You can use the site http://www.12dstring.me.uk/fov.htm to find FOV and resolution of your optic system.

Or...

You can use the formula:

arcseg/pix = (size of pixel in microns / Focal Length of telescope) * 206.3 * binning factor

notes:

1) DSLRs haven't binning ressource, therefore its value is 1

2) it is very difficult to have the exact Focal Length if you use accessories with barlow effect. The Focal Length may change with distance of barlow element and sensor of camera.

3) Actual Focal Length = Nominal Focal Length * barlow factor


For planetary you can use the formula:

arcsecg/pix = size of object (in arcseg) / size of image (in pixels)

note: some cartes, like Carte du Ciel, WinJupos, Stellarium , says the size of planet or objects for the day and hour you are seeing them.

Be carefull. The system has 4 stars. Some texts use different notations to identify them. I used A, A1, B and C.

A and A1 are impossible for visual separation. Only with spectographic method. They have around 1 UA (distance of Sun and Earth) of separation.

Your telescope has a theoric resolution of 0,74 arcsec. This value doesn't consider distortions of refraction and Airy disk. Despite it you have a telescope that can separate those stars.
Many people think that C is the star B. Attention to don't be in mistake with this.

formula:
resolution in arcsec = 139.7 / aperture of telescope in mm

The spikes are natural from my newtonian telescope. I am embarrassed, because some exacerbation of spikes on very bright stars is due to big DAMAGE in the lens of my Coma corrector. Those lens have more than some scratch ... they have Canyons ! :sadeyes:

I love doubles. I will do many photos of them.

We must test many expositons and ISO to get the better sharpness and clear image.

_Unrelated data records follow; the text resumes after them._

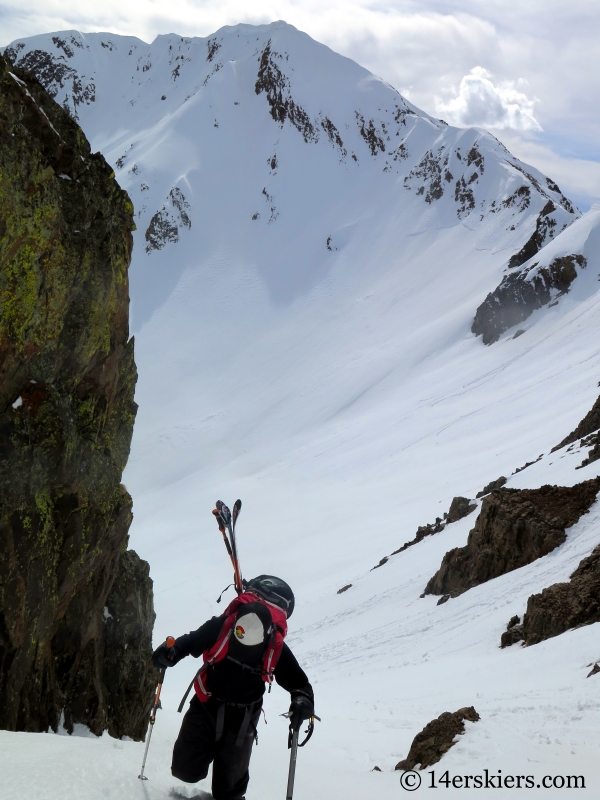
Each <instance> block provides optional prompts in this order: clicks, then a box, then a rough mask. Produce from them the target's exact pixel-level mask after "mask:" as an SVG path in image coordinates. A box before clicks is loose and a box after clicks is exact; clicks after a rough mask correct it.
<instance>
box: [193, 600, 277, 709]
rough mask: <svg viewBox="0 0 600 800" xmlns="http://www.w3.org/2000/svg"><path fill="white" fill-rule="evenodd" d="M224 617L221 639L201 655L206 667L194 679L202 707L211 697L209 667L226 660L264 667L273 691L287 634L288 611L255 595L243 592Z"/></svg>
mask: <svg viewBox="0 0 600 800" xmlns="http://www.w3.org/2000/svg"><path fill="white" fill-rule="evenodd" d="M222 616H223V617H224V618H225V622H224V623H223V627H222V628H221V633H220V634H219V638H218V639H217V641H216V642H215V643H214V645H213V646H212V647H211V648H210V649H209V650H205V651H204V653H203V654H202V655H203V658H204V663H203V665H202V666H201V667H200V669H199V670H198V673H197V675H196V678H195V679H194V690H195V692H196V695H197V697H198V699H199V700H200V702H202V703H205V702H206V701H207V700H208V698H209V697H210V695H211V693H210V690H209V688H208V686H207V682H206V677H207V675H206V673H207V670H208V667H209V666H211V665H212V664H216V663H218V662H219V661H222V660H223V659H224V658H226V657H228V658H229V659H230V660H232V661H234V662H236V663H239V664H240V665H241V666H243V665H245V664H249V665H256V666H257V667H258V666H259V665H261V666H260V670H261V673H262V679H263V680H264V681H265V683H267V684H268V685H269V690H270V688H271V683H272V682H273V672H274V671H275V667H276V666H277V661H278V660H279V656H280V655H281V650H282V648H283V640H284V639H285V636H286V634H287V616H286V613H285V611H283V610H282V609H281V608H279V606H276V605H275V604H274V603H269V602H268V601H267V600H265V599H264V598H263V597H261V596H260V595H257V594H254V593H253V592H242V594H240V595H239V596H238V597H236V598H235V599H234V600H232V602H231V603H230V604H229V605H228V606H227V608H226V609H225V611H224V612H223V614H222ZM261 662H262V663H261Z"/></svg>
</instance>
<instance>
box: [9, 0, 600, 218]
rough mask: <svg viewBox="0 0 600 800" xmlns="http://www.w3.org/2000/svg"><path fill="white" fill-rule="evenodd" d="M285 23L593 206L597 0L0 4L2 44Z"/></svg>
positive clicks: (108, 2) (183, 31)
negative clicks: (224, 25) (373, 72)
mask: <svg viewBox="0 0 600 800" xmlns="http://www.w3.org/2000/svg"><path fill="white" fill-rule="evenodd" d="M278 19H283V20H285V21H286V22H288V23H290V24H292V25H295V26H296V27H297V28H299V29H300V30H303V31H305V32H306V33H308V34H309V35H310V36H312V37H313V38H315V39H317V40H318V41H320V42H322V43H323V44H326V45H328V46H329V47H331V48H332V49H333V50H336V51H337V52H339V53H342V54H343V55H345V56H348V57H349V58H353V59H354V60H355V61H358V62H359V63H360V64H362V65H363V66H364V67H366V68H367V69H369V70H371V71H372V72H374V73H375V74H377V75H379V76H380V77H382V78H383V79H384V80H386V81H388V82H389V83H391V84H392V85H393V86H394V87H395V88H397V89H398V90H399V91H401V92H402V93H403V94H404V95H405V96H406V97H407V98H408V99H409V100H410V101H411V102H413V103H414V104H415V105H417V106H419V107H420V108H422V109H423V110H424V111H427V112H428V113H430V114H434V115H435V116H439V117H441V118H443V119H445V120H446V121H447V122H449V123H451V124H456V125H461V126H467V125H477V126H482V127H485V128H488V129H489V130H490V131H492V133H494V135H495V136H497V138H499V139H500V140H501V141H502V142H503V143H504V144H505V145H506V146H507V147H508V148H509V150H510V151H511V152H512V153H514V155H516V156H518V157H519V158H521V159H523V160H524V161H526V162H528V163H530V164H533V165H534V166H536V167H538V168H539V169H540V170H542V172H544V173H545V174H547V175H548V176H549V177H551V178H552V179H553V180H555V181H556V182H557V183H558V184H559V185H560V187H561V189H562V190H563V191H564V192H565V193H566V194H567V195H568V196H569V197H570V198H571V199H572V200H574V201H575V202H576V203H577V205H578V206H579V207H580V208H581V209H582V210H587V209H588V208H589V207H590V205H591V204H592V203H594V202H600V114H599V111H598V109H599V108H600V69H598V60H599V58H598V57H599V55H600V3H598V2H597V0H527V2H525V3H524V2H522V0H456V2H453V3H450V2H446V1H445V0H419V1H418V2H414V1H413V0H388V1H387V2H383V1H382V0H252V2H249V1H248V0H169V2H168V3H167V2H164V0H163V1H162V2H159V0H128V2H127V3H123V2H122V0H99V1H97V2H89V0H18V1H17V2H15V1H14V0H12V1H11V0H9V2H6V0H0V45H6V44H9V42H11V41H13V40H14V39H18V38H22V37H25V36H32V35H34V34H37V33H47V32H50V31H56V30H65V29H77V30H80V31H82V32H90V31H110V32H112V33H120V34H129V35H135V36H138V37H140V38H141V39H143V40H144V41H147V42H150V41H152V40H153V39H154V37H155V36H156V35H158V34H162V33H178V34H181V35H184V36H207V35H209V34H211V33H213V32H214V31H216V30H218V29H219V28H220V27H222V26H223V25H235V24H237V23H239V22H246V23H254V24H262V23H266V22H273V21H275V20H278Z"/></svg>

Thanks Jorge, I'll have a look at them with my 16" dob (0.34 arc sec resolution). To determine which separation I was seeing with the MN190.

Regarding your resolution arc/sec calculation, my scope is advertised as having 0.29 arc sec resolution but your formula says 0.34, so something is wrong somewhere.

That all comes down to what wavelength you're using within the calculation. One is the Dawes Limit with is calculated by 4.56/16 (your telescope being 16") which comes to 0.285 resolution. Doing calculations for red, green, blue and visual average will all give different resolution numbers. Blue light having a shorter wavelength allows for a VERY slightly higher resolution than red.

In truth though, this is the maximum resolution that the telescope can achieve, the atmosphere will NEVER allow you to reach this point. Under the best skies on the planet you'll at best get about 0.5 resolution so in the end, anything larger than an 11" telescope becomes redundant for resolution.

Thanks Colin that clears it up for me, and I had seen mention of the wavelngth being part of the calculation and we know the manufacturers will use the best one as their resolution figure. Agree entirely with 'Seeing' being the real limitation, which begs the question about how Jorge resolved all four visually.